Verifying Nernst Equation Calculation: Pb2+ and Ag+

[higherme]

Can anyone check if I am doing this right?

Given:
Pb2+ + 2e- ---> Pb(s) E standard = -0.13V
Ag+ + 1e- ---> Ag(s) E standard = 0.80V

[Pb2+] = 0.05M
[Ag+] = 0.5 M these are non standard concentrations

Temp = 298K

Using the Nernst equation, find E


My answer:

Pb oxidized and Ag is reduced ( is this right?... because Ag has the higher reduction potential compared to Pb)

E = E standard - (RT/nF) ln Q

Q = [products]^p/[Reactants]^r

the reaction is: 2Ag+ + Pb(s) + 2e- ---> 2Ag(s) + Pb2 + 2e- (the electrons cancels out)

therefore, Q = (0.05M) / (0.5)^2

Q= 0.20

the E standard = 0.80 - (-0.13) = 0.80 + 0.13 = 0.93V
E = E standard - (RT/nF) ln Q
E = 0.93 - (8.314*298K/2*9.649E4) ln (0.20)
E= 207.56 V

Can anyone check the calculations for me and see if I am doing this right please?

Thank you!

 

[Gokul43201]

Can anyone check if I am doing this right?

Given:
Pb2+ + 2e- ---> Pb(s) E standard = -0.13V
Ag+ + 1e- ---> Ag(s) E standard = 0.80V

[Pb2+] = 0.05M
[Ag+] = 0.5 M these are non standard concentrations

Temp = 298K

Using the Nernst equation, find E


My answer:

Pb oxidized and Ag is reduced ( is this right?... because Ag has the higher reduction potential compared to Pb)
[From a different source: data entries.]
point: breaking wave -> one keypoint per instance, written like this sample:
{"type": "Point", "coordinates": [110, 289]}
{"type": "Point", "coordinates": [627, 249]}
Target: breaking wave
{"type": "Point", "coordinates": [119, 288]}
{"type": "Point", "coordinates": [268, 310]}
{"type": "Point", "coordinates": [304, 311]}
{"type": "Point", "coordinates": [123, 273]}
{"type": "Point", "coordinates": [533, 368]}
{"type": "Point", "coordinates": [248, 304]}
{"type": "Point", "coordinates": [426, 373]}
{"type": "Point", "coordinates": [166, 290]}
E = E standard - (RT/nF) ln Q

Q = [products]^p/[Reactants]^r

the reaction is: 2Ag+ + Pb(s) + 2e- ---> 2Ag(s) + Pb2 + 2e- (the electrons cancels out)

therefore, Q = (0.05M) / (0.5)^2

Q= 0.20

the E standard = 0.80 - (-0.13) = 0.80 + 0.13 = 0.93V
E = E standard - (RT/nF) ln Q
E = 0.93 - (8.314*298K/2*9.649E4) ln (0.20)

Looks good up to here.

E= 207.56 V

That's way off. Chug those numbers again.